Line item pacing vs. Campaign pacing
Pacing allows you to evenly spread your budget over the course of a day or an entire line item or campaign, thereby minimizing the risk of overspending your budget in a very short period of time. The primary ways to assign pacing are at the Line Item level and at the Campaign level. While there are many advantages to using pacing at both levels, there are potential problems that must be considered. This document describes certain methods and procedures that will allow you to get the most out of pacing without unintended ramifications.
What is pacing?
Pacing is the method by which the system determines how to spend the designated budget (or number of impressions) so that impressions serve evenly throughout over a specified period (a period can be a day or it can be the life of the campaign or line item). This method can be used if you wish to serve impressions for part of the day (called dayparting) or for the entire day.
You can set pacing when you are creating either a new Line Item or Campaign (or even at the insertion order level).
Note
The budget allocation and pacing of your line item will be determined based on the flight dates of the underlying campaigns. As a result, we recommend that you have campaigns running for the entire duration of the parent line item's billing periods/flight dates.
When should I use line item level pacing?
This method takes all of the campaigns under it into consideration when setting the pacing. This pacing technique allows you to control the budget of all of the campaigns in the line item as a whole. If you aren't concerned with the specific performance of individual campaigns, but you do need the line item to serve evenly, you should use this method. Note that you will not control which campaigns will use more of the line item budget and which will use less. Pacing at the line item level is based on Revenue or Impressions.
When should I use campaign level pacing?
You should use this method when you want to control the budget of each individual campaign. While this may involve more work during setup, it is more accurate and has the added benefit of ensuring proper pacing at the line item level (assuming all campaigns pace correctly). Pacing at the campaign level is based on Cost or Impressions.

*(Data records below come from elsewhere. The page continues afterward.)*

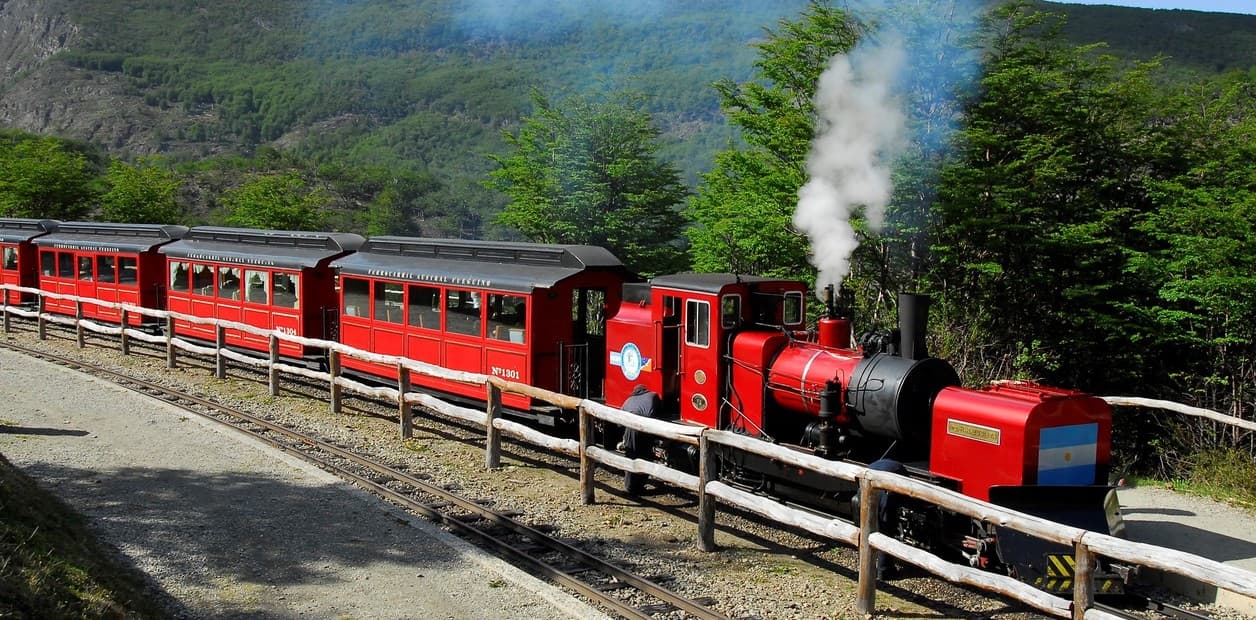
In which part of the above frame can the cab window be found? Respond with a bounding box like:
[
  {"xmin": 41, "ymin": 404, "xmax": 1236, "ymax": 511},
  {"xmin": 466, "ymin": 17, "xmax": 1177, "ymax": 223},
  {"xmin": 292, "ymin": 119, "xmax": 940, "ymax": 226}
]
[
  {"xmin": 271, "ymin": 272, "xmax": 301, "ymax": 307},
  {"xmin": 219, "ymin": 267, "xmax": 240, "ymax": 300},
  {"xmin": 445, "ymin": 289, "xmax": 480, "ymax": 336},
  {"xmin": 685, "ymin": 299, "xmax": 711, "ymax": 346},
  {"xmin": 376, "ymin": 280, "xmax": 406, "ymax": 324},
  {"xmin": 192, "ymin": 264, "xmax": 214, "ymax": 297},
  {"xmin": 407, "ymin": 284, "xmax": 441, "ymax": 329},
  {"xmin": 170, "ymin": 261, "xmax": 192, "ymax": 292},
  {"xmin": 95, "ymin": 256, "xmax": 118, "ymax": 284},
  {"xmin": 118, "ymin": 256, "xmax": 139, "ymax": 285},
  {"xmin": 720, "ymin": 295, "xmax": 741, "ymax": 329},
  {"xmin": 784, "ymin": 291, "xmax": 803, "ymax": 325},
  {"xmin": 344, "ymin": 277, "xmax": 371, "ymax": 316},
  {"xmin": 489, "ymin": 295, "xmax": 528, "ymax": 344}
]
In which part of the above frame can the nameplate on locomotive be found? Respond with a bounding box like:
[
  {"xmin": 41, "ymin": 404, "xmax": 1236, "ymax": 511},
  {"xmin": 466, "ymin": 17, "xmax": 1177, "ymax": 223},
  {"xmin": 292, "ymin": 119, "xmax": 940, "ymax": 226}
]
[{"xmin": 946, "ymin": 419, "xmax": 1004, "ymax": 446}]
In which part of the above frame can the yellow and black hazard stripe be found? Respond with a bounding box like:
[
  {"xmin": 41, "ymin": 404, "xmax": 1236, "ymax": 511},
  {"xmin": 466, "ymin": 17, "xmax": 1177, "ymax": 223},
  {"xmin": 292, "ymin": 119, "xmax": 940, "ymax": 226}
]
[{"xmin": 1034, "ymin": 553, "xmax": 1123, "ymax": 594}]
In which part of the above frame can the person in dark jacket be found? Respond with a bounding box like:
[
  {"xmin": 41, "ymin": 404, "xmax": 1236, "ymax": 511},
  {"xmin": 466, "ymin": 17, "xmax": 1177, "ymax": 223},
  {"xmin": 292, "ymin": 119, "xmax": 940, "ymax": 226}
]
[{"xmin": 619, "ymin": 384, "xmax": 663, "ymax": 493}]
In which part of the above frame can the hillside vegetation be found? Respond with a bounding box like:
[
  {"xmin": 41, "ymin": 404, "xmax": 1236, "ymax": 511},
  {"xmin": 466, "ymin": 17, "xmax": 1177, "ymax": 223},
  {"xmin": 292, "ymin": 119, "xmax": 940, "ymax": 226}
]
[{"xmin": 22, "ymin": 0, "xmax": 1256, "ymax": 236}]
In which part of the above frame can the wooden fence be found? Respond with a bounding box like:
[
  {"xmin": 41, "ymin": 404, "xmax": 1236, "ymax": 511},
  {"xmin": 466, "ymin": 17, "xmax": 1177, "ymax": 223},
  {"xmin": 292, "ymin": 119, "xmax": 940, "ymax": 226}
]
[{"xmin": 7, "ymin": 285, "xmax": 1256, "ymax": 620}]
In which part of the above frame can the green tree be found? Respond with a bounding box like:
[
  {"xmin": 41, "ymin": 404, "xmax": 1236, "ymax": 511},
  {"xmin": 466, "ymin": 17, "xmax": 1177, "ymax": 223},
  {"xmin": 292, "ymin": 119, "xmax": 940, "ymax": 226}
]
[
  {"xmin": 686, "ymin": 3, "xmax": 863, "ymax": 277},
  {"xmin": 932, "ymin": 5, "xmax": 1159, "ymax": 390},
  {"xmin": 486, "ymin": 93, "xmax": 687, "ymax": 272},
  {"xmin": 100, "ymin": 159, "xmax": 183, "ymax": 223},
  {"xmin": 220, "ymin": 171, "xmax": 332, "ymax": 231},
  {"xmin": 1130, "ymin": 74, "xmax": 1256, "ymax": 419},
  {"xmin": 0, "ymin": 132, "xmax": 99, "ymax": 220}
]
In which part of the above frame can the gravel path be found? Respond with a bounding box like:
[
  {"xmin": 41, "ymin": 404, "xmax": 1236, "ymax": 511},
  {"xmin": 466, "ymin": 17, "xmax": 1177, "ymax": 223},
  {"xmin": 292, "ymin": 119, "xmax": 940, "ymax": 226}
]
[
  {"xmin": 0, "ymin": 324, "xmax": 1256, "ymax": 620},
  {"xmin": 0, "ymin": 350, "xmax": 600, "ymax": 619}
]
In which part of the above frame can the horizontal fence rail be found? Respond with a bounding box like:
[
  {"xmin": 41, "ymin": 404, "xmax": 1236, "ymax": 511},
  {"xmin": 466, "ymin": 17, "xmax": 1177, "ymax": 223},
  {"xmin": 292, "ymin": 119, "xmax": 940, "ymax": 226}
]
[{"xmin": 7, "ymin": 285, "xmax": 1256, "ymax": 620}]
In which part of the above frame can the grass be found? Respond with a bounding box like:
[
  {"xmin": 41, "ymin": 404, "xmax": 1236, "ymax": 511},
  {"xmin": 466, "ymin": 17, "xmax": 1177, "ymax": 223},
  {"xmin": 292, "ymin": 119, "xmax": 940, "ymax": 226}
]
[
  {"xmin": 1137, "ymin": 449, "xmax": 1256, "ymax": 511},
  {"xmin": 0, "ymin": 456, "xmax": 171, "ymax": 619}
]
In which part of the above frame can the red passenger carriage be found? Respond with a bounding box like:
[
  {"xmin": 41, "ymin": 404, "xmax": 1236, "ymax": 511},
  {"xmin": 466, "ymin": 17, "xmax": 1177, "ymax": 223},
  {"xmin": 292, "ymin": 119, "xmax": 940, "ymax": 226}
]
[
  {"xmin": 161, "ymin": 226, "xmax": 364, "ymax": 359},
  {"xmin": 0, "ymin": 217, "xmax": 57, "ymax": 304},
  {"xmin": 34, "ymin": 222, "xmax": 187, "ymax": 325},
  {"xmin": 334, "ymin": 237, "xmax": 634, "ymax": 424}
]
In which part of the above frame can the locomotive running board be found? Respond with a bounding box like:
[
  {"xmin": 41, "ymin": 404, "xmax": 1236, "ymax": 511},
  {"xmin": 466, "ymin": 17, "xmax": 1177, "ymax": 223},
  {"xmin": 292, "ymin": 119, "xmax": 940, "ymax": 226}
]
[{"xmin": 990, "ymin": 486, "xmax": 1125, "ymax": 595}]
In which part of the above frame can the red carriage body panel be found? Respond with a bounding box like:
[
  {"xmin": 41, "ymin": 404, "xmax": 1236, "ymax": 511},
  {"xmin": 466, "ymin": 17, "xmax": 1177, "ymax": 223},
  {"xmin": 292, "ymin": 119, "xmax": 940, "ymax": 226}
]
[
  {"xmin": 161, "ymin": 226, "xmax": 365, "ymax": 358},
  {"xmin": 0, "ymin": 217, "xmax": 58, "ymax": 304},
  {"xmin": 334, "ymin": 237, "xmax": 634, "ymax": 422},
  {"xmin": 929, "ymin": 382, "xmax": 1112, "ymax": 501},
  {"xmin": 34, "ymin": 222, "xmax": 187, "ymax": 325}
]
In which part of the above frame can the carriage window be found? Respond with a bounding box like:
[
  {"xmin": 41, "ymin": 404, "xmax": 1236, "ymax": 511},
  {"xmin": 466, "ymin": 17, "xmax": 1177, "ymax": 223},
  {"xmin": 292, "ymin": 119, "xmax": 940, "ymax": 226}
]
[
  {"xmin": 95, "ymin": 256, "xmax": 118, "ymax": 284},
  {"xmin": 720, "ymin": 295, "xmax": 741, "ymax": 329},
  {"xmin": 784, "ymin": 291, "xmax": 803, "ymax": 325},
  {"xmin": 445, "ymin": 289, "xmax": 480, "ymax": 336},
  {"xmin": 408, "ymin": 285, "xmax": 441, "ymax": 329},
  {"xmin": 685, "ymin": 300, "xmax": 711, "ymax": 346},
  {"xmin": 376, "ymin": 281, "xmax": 406, "ymax": 324},
  {"xmin": 219, "ymin": 267, "xmax": 241, "ymax": 299},
  {"xmin": 192, "ymin": 265, "xmax": 214, "ymax": 297},
  {"xmin": 118, "ymin": 256, "xmax": 139, "ymax": 285},
  {"xmin": 57, "ymin": 252, "xmax": 74, "ymax": 277},
  {"xmin": 244, "ymin": 269, "xmax": 270, "ymax": 304},
  {"xmin": 344, "ymin": 277, "xmax": 371, "ymax": 316},
  {"xmin": 271, "ymin": 272, "xmax": 301, "ymax": 307},
  {"xmin": 489, "ymin": 295, "xmax": 528, "ymax": 344},
  {"xmin": 170, "ymin": 261, "xmax": 192, "ymax": 292}
]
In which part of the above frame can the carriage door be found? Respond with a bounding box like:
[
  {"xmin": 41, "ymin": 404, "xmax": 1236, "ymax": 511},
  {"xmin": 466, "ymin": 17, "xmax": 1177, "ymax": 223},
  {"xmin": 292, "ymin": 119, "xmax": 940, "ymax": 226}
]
[
  {"xmin": 564, "ymin": 289, "xmax": 607, "ymax": 400},
  {"xmin": 679, "ymin": 297, "xmax": 720, "ymax": 428}
]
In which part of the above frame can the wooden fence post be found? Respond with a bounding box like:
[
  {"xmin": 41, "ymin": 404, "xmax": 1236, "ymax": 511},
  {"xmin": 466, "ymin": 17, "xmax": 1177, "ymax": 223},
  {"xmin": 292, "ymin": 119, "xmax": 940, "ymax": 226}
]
[
  {"xmin": 698, "ymin": 433, "xmax": 718, "ymax": 551},
  {"xmin": 119, "ymin": 307, "xmax": 131, "ymax": 355},
  {"xmin": 166, "ymin": 315, "xmax": 175, "ymax": 368},
  {"xmin": 74, "ymin": 300, "xmax": 84, "ymax": 349},
  {"xmin": 36, "ymin": 295, "xmax": 48, "ymax": 340},
  {"xmin": 397, "ymin": 361, "xmax": 414, "ymax": 439},
  {"xmin": 327, "ymin": 349, "xmax": 342, "ymax": 413},
  {"xmin": 1073, "ymin": 540, "xmax": 1095, "ymax": 620},
  {"xmin": 855, "ymin": 474, "xmax": 880, "ymax": 616},
  {"xmin": 484, "ymin": 383, "xmax": 501, "ymax": 469},
  {"xmin": 266, "ymin": 333, "xmax": 279, "ymax": 397},
  {"xmin": 579, "ymin": 407, "xmax": 598, "ymax": 505},
  {"xmin": 214, "ymin": 325, "xmax": 227, "ymax": 379}
]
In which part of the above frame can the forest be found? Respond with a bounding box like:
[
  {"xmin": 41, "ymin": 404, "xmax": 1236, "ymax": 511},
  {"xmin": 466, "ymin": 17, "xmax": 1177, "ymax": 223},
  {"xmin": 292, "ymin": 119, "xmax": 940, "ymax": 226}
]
[{"xmin": 0, "ymin": 0, "xmax": 1256, "ymax": 501}]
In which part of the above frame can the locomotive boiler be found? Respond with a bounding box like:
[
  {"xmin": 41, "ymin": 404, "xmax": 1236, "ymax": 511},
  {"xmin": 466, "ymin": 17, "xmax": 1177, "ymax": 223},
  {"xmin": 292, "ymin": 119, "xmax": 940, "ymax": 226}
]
[{"xmin": 607, "ymin": 274, "xmax": 1119, "ymax": 591}]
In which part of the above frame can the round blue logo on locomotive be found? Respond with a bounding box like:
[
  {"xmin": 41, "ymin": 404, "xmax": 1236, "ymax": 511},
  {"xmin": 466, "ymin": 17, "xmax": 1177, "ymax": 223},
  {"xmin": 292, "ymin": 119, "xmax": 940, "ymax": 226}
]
[{"xmin": 610, "ymin": 343, "xmax": 649, "ymax": 382}]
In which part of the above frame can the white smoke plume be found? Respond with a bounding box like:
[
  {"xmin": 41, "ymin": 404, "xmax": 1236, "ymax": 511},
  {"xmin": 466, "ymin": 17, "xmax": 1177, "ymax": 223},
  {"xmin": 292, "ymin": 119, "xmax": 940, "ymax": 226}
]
[{"xmin": 794, "ymin": 40, "xmax": 906, "ymax": 296}]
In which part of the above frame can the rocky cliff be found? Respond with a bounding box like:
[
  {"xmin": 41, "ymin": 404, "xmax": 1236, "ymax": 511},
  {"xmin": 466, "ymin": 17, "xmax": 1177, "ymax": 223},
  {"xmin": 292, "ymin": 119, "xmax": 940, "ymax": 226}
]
[{"xmin": 0, "ymin": 0, "xmax": 203, "ymax": 156}]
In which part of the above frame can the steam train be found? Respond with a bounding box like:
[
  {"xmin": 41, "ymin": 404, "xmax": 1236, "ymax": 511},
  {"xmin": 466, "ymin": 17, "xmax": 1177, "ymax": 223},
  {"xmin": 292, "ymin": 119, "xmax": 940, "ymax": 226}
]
[{"xmin": 0, "ymin": 218, "xmax": 1120, "ymax": 592}]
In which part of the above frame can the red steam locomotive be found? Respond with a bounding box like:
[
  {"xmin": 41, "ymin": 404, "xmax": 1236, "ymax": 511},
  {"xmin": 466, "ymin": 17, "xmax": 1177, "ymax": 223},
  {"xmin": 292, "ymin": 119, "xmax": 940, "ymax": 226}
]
[{"xmin": 0, "ymin": 218, "xmax": 1120, "ymax": 591}]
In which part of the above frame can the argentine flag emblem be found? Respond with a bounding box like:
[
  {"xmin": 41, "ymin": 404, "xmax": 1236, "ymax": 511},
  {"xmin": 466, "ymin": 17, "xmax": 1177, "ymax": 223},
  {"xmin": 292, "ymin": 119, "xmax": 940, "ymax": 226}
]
[{"xmin": 1037, "ymin": 422, "xmax": 1099, "ymax": 484}]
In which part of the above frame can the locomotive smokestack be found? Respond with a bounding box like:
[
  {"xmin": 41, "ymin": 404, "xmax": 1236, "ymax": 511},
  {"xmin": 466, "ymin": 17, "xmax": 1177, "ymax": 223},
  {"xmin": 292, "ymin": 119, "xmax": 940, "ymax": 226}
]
[{"xmin": 898, "ymin": 292, "xmax": 931, "ymax": 359}]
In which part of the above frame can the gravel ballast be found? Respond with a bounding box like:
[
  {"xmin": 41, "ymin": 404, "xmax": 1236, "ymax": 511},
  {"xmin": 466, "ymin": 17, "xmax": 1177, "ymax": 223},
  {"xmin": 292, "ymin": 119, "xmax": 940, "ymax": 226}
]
[{"xmin": 0, "ymin": 324, "xmax": 1256, "ymax": 620}]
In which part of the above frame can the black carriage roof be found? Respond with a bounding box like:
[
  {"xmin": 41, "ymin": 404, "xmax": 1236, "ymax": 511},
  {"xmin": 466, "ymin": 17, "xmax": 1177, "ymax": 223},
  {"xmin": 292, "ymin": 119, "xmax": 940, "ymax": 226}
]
[
  {"xmin": 0, "ymin": 217, "xmax": 59, "ymax": 243},
  {"xmin": 649, "ymin": 274, "xmax": 794, "ymax": 294},
  {"xmin": 35, "ymin": 222, "xmax": 187, "ymax": 252},
  {"xmin": 334, "ymin": 237, "xmax": 632, "ymax": 292},
  {"xmin": 161, "ymin": 226, "xmax": 365, "ymax": 269}
]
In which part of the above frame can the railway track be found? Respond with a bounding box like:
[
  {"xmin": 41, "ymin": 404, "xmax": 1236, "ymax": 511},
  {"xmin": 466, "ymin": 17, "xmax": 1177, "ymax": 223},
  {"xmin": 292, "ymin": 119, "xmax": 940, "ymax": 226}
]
[
  {"xmin": 0, "ymin": 343, "xmax": 727, "ymax": 619},
  {"xmin": 0, "ymin": 323, "xmax": 1230, "ymax": 620}
]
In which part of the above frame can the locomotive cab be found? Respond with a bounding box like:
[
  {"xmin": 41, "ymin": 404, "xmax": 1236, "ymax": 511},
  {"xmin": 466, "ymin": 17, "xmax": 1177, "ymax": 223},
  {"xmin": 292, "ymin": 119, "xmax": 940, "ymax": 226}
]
[{"xmin": 607, "ymin": 274, "xmax": 806, "ymax": 434}]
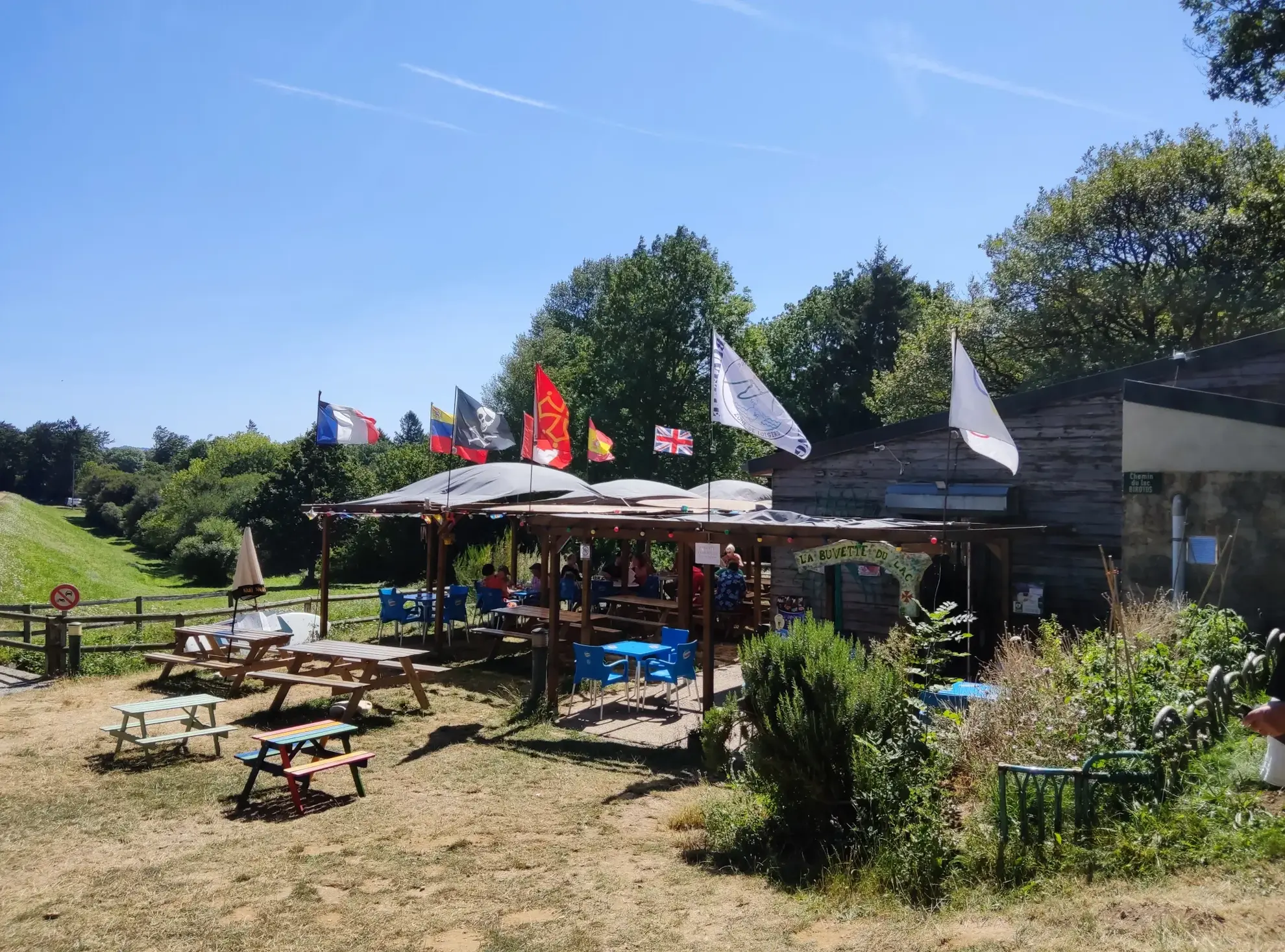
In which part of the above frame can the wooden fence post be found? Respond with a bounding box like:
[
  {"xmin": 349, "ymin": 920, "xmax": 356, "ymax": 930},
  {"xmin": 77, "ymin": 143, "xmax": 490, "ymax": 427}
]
[
  {"xmin": 45, "ymin": 618, "xmax": 67, "ymax": 677},
  {"xmin": 67, "ymin": 622, "xmax": 81, "ymax": 676}
]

Best practice recommendations
Microsoft Advertising makes the following suggestions regarding pacing:
Resist pacing at multiple levels
In most cases, the benefits of pacing can be recognized by setting it at either the line item level or the campaign level. Setting it at both levels can be unnecessary and potentially result in uneven or under delivery. Daypart campaigns are a perfect example of this - the line item budget will attempt to pace that campaign across all 24 hours, while the campaign will pace only during the hours it is supposed to serve. These conflicting settings can lead to underspend or massive spend spikes.
There are a few rare cases where pacing at multiple levels has benefits, but if you are not certain as to why you are setting both levels, choose one or the other.
Set pacing at the campaign level first
As a general rule, pacing should be done as specifically as possible to apply the greatest level of control. Therefore, you should always try to apply pacing to the campaign level first. Only if you cannot meet your pacing goals at the campaign level should you try to apply it at the line item level.
Ensure that you target adequate inventory
If your campaign targets limited inventory (perhaps you have defined a very small segment or a very specific inventory source), daily pacing might limit your opportunities to serve to the point that it is practically impossible for you to spend anywhere near your daily budget. Ensure that you have an adequate inventory source so that your campaign can win enough auctions to spend properly.